I suppose we could buy a bigger disk and alleviate the mail spool problem
for a while. But it would just fill up again, right? So I'm not convinced
money can solve that problem.
|
cross
|
|
response 22 of 124:
|
Dec 12 14:30 UTC 2006 |
There have been downtime periods of greater than a week on grex, largely due
to hardware (and more frequently) software failures. How much does that cost
grex in terms of opportunity costs? How much does it cost the staff people
who have to turn around and fix those problems?
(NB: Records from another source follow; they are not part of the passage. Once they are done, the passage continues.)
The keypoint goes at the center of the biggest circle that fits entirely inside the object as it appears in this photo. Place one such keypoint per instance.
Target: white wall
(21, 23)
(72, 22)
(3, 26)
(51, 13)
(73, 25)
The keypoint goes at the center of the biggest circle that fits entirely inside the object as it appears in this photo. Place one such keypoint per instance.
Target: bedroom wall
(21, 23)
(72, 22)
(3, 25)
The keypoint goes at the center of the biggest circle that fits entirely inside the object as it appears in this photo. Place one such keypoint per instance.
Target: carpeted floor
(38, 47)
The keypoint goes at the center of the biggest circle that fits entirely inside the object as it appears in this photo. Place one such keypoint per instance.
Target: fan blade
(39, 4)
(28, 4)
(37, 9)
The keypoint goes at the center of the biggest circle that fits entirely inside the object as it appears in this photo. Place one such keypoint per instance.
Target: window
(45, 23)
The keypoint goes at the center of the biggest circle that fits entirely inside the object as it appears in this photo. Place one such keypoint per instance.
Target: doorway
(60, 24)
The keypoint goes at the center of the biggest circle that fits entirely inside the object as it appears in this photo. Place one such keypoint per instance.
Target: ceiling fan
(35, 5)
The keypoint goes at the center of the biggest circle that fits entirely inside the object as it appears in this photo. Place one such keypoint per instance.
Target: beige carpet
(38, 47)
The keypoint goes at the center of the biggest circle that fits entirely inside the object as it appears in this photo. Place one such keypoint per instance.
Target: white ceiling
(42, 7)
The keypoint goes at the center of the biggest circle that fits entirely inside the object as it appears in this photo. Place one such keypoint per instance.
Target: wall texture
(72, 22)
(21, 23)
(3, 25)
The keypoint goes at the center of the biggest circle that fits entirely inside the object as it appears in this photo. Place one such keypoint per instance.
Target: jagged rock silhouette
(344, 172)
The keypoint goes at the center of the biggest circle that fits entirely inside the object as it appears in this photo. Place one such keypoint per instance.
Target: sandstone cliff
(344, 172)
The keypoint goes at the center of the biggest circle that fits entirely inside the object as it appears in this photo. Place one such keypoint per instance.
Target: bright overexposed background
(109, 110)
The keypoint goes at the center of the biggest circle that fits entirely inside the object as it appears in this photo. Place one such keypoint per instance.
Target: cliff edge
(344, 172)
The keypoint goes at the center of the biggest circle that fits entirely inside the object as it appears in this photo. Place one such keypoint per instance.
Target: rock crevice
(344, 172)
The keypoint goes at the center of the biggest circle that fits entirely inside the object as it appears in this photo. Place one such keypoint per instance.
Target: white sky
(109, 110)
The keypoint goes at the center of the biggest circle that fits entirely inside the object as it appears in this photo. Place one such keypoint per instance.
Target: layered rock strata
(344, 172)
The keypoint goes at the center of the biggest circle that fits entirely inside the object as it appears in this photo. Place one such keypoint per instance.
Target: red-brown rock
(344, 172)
Sure, in a direct, apples-to-apples comparison you won't see $2000 of benefit
for a $2000 investment, but that's the wrong metric. Instead, judge it based
on how much money is *saved* from things like reduced staff time commitment,
improved reliability, etc. Would the mailbox partition fill up if staff could
have devoted more time several months ago (when staff *had* time) to tweaking
the mail system rather than figuring out why grex was crashing all the time?
What was the cost to Steve for nursing a sick grex back to health in terms
of time away from his job, his family, etc? Is that worth $2000?
|
keesan
|
|
response 23 of 124:
|
Dec 12 14:46 UTC 2006 |
How long would it take to write some program that deletes any mailbox which
has not been accessed for a month after the account was opened?
|
nharmon
|
|
response 24 of 124:
|
Dec 12 14:57 UTC 2006 |
This response has been erased.
|
nharmon
|
|
response 25 of 124:
|
Dec 12 14:58 UTC 2006 |
About 10 minutes.
|
easlern
|
|
response 26 of 124:
|
Dec 12 15:43 UTC 2006 |
Two cents from the peanut gallery: seems like we can prevent downtime like
what's been recent by policing accounts better. It's hard to see what benefit
there would be in giving anonymous accounts a more powerful system to beat
on the ISP with.
|
aruba
|
|
response 27 of 124:
|
Dec 13 14:34 UTC 2006 |
Re #22: Dan, I'm just not convinced that throwing money at the problem is
going to help at all. I'm not an expert on hardware, but I know that it's
not literally true that we "went cheap" when we bought the current machine.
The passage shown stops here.